# Still Valid? Wing Flying WIre Tension



## clay (Apr 13, 2018)

From IAC Tech Manual Vol II:

We then ran the same tests on the ACRO SPORT
N1AC. It has slightly different geometry, longer wires,
etc. This is what we came up with for the Aero Sport
and the Super Aero Sport recommendations. (Use a 50
lb. pull at the wire midpoint; use a rope loop. Do not use
wire or sharp objects around the tie rods.) What we used
were two 27 lb. fish scales in parallel. We pull them to
25 lbs. each to give a total pull of 50 lbs. These fishing
fisherman's "De-liar" are available in many fishing
supply houses.
*Tie Rod Location DEFLECTION at 50 lbs.*

Front Flying Wires 1 3/4"
Rear Flying Wires 1 3/8"
Landing Wires *1 1/4"*
Tail Wires - Upper 1 3/4"
Tail Wires -Lower *1 1/4"*
Roll Wires 3/8 "
For the engineering minded, we have a friend who
has an old World War II flying wire tensiometer. The
flying and landing wires measured a 750 lb. tension
at the above deflection.

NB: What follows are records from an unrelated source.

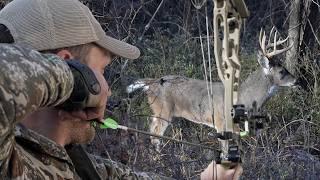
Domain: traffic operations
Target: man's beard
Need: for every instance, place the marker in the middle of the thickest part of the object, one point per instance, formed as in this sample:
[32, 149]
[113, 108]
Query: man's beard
[82, 134]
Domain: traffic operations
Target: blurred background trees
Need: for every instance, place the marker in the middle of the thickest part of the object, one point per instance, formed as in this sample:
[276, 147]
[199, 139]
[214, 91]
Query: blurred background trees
[167, 32]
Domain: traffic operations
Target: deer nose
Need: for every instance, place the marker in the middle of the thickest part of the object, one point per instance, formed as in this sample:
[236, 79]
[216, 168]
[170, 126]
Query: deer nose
[301, 82]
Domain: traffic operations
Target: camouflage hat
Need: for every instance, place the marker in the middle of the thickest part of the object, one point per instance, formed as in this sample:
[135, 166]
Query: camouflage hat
[53, 24]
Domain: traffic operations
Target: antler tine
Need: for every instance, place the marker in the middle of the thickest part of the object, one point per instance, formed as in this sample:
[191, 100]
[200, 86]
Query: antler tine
[280, 42]
[262, 40]
[275, 52]
[276, 43]
[271, 33]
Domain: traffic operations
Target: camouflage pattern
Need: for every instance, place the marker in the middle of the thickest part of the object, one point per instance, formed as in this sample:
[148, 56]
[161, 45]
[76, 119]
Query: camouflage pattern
[28, 81]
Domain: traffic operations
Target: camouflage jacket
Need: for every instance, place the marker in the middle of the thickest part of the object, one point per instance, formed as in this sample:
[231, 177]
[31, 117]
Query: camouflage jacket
[28, 81]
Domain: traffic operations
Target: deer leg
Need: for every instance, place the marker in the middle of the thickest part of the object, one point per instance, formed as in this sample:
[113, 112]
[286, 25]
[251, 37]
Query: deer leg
[158, 127]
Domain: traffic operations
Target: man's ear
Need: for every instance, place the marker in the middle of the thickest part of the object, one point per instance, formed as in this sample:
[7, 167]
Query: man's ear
[65, 54]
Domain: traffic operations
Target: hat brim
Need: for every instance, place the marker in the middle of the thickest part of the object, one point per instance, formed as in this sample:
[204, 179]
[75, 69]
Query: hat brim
[118, 47]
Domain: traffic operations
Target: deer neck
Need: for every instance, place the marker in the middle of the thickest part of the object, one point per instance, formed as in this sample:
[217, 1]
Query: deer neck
[257, 88]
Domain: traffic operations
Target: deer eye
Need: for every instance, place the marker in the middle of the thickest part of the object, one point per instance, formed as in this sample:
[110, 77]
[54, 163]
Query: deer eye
[283, 73]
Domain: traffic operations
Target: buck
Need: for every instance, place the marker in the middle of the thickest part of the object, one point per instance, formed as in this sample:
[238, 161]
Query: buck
[177, 96]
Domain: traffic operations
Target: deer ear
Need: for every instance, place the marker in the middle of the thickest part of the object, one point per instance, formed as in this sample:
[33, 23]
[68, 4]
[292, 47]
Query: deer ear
[263, 61]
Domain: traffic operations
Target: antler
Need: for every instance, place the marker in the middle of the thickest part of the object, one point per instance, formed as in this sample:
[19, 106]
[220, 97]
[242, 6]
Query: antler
[264, 47]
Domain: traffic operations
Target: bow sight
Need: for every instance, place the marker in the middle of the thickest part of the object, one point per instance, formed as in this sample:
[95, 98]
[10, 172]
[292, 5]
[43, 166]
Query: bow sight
[228, 15]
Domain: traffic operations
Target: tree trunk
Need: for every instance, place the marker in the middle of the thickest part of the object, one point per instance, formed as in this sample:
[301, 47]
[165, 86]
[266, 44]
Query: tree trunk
[294, 32]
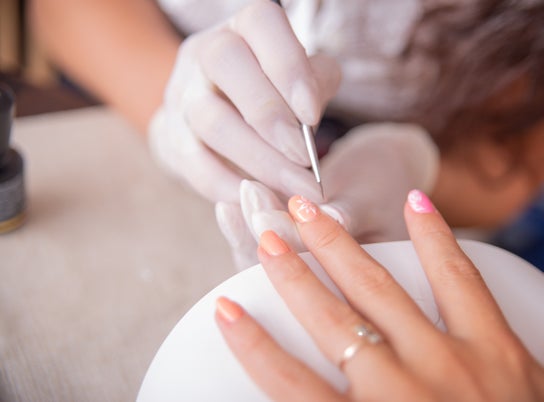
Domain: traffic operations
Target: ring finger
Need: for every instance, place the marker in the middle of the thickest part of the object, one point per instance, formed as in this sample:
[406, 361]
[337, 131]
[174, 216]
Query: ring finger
[332, 323]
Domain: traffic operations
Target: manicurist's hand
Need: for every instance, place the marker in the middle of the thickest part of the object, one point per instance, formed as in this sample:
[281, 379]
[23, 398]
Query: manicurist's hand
[234, 104]
[382, 341]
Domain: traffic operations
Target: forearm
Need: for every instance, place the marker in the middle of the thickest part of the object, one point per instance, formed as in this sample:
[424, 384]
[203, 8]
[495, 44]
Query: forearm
[121, 51]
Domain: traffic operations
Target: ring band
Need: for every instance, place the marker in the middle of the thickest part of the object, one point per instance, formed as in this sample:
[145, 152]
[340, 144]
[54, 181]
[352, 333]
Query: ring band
[365, 335]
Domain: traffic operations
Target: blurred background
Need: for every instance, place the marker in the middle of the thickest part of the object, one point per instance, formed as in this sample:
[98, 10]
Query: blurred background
[24, 68]
[39, 88]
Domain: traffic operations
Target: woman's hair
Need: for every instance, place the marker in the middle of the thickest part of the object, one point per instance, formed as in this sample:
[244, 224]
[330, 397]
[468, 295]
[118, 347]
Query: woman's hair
[491, 78]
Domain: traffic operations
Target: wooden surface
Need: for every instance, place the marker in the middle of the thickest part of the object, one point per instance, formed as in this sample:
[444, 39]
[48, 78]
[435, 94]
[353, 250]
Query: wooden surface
[113, 253]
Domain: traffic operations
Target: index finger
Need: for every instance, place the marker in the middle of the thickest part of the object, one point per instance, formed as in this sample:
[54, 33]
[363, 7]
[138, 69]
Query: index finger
[464, 301]
[364, 282]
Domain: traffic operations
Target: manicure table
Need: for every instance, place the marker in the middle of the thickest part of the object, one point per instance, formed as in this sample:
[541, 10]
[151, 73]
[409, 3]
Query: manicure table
[107, 292]
[113, 252]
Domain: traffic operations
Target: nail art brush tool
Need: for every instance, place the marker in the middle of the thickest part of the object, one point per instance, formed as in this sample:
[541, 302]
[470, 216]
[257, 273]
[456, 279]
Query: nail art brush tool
[309, 140]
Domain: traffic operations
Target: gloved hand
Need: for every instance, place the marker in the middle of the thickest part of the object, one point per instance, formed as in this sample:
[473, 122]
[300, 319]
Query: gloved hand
[366, 176]
[234, 103]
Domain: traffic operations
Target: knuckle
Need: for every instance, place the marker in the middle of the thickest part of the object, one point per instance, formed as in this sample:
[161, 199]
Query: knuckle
[338, 316]
[327, 239]
[458, 267]
[379, 281]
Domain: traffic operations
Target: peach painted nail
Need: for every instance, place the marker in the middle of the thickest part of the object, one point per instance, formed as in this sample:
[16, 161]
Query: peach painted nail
[273, 244]
[228, 310]
[302, 209]
[419, 202]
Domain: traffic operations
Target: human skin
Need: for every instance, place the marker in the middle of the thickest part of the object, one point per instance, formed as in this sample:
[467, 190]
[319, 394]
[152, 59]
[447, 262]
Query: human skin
[478, 358]
[123, 52]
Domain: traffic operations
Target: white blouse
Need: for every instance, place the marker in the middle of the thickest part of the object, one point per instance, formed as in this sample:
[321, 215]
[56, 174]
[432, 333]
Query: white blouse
[366, 37]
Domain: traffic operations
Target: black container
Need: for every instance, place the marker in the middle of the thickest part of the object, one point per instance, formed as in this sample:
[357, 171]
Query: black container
[12, 188]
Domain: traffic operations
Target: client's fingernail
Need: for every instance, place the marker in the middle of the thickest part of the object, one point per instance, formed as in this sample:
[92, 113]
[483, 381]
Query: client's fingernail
[228, 310]
[303, 210]
[419, 202]
[273, 244]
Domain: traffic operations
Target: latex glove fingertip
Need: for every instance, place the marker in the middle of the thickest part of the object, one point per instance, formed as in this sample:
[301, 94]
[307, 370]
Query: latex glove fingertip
[255, 197]
[336, 214]
[232, 224]
[281, 223]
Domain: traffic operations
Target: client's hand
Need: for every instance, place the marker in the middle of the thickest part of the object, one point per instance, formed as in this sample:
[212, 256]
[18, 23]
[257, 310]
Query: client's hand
[382, 341]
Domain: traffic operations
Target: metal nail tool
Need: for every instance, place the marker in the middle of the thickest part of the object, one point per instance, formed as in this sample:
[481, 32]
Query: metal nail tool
[309, 139]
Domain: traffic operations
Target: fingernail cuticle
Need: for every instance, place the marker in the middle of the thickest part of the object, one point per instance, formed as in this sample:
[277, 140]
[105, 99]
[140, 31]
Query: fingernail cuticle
[419, 202]
[302, 209]
[273, 244]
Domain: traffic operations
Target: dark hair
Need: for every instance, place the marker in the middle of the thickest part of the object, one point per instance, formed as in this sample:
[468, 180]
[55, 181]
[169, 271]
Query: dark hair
[491, 78]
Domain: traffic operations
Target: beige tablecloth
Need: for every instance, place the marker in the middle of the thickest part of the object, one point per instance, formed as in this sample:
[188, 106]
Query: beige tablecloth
[113, 253]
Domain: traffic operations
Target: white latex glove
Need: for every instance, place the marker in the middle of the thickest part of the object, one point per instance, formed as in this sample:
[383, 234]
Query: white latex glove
[366, 176]
[234, 103]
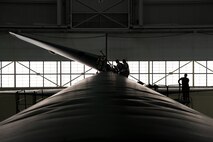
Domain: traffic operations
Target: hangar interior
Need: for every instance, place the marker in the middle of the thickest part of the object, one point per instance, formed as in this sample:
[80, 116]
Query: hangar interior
[160, 39]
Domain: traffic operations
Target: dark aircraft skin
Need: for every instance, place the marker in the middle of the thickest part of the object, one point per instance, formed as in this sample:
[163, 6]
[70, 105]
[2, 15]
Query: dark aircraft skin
[106, 108]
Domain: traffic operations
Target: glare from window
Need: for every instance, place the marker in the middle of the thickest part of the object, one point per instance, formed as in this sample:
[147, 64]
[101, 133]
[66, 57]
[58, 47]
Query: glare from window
[66, 73]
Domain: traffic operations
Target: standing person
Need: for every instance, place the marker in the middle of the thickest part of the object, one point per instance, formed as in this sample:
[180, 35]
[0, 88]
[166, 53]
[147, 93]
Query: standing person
[185, 87]
[125, 70]
[119, 66]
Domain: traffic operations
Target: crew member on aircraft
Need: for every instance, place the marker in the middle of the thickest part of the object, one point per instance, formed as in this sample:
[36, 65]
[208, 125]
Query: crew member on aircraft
[185, 87]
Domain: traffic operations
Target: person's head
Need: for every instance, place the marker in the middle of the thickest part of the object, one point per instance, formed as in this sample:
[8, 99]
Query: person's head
[117, 61]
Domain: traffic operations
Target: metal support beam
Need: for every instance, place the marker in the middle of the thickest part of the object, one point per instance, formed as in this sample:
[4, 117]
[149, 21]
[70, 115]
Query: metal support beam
[59, 12]
[140, 13]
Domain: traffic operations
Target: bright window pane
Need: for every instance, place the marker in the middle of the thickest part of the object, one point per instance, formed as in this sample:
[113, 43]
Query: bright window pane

This corresponds to a "dull
thud". It is felt that the deflection method is a very
good method in getting the correct tension on Aero
Sport, Pitts and other aircraft. You may have to work
out the geometry for tensions on your own individual
aircraft. It might be mentioned that obtaining a tensiometer
of the proper tension for flying wires is very
difficult in this day and age. It is unnecessary if one does
use the above method of deflection.


----------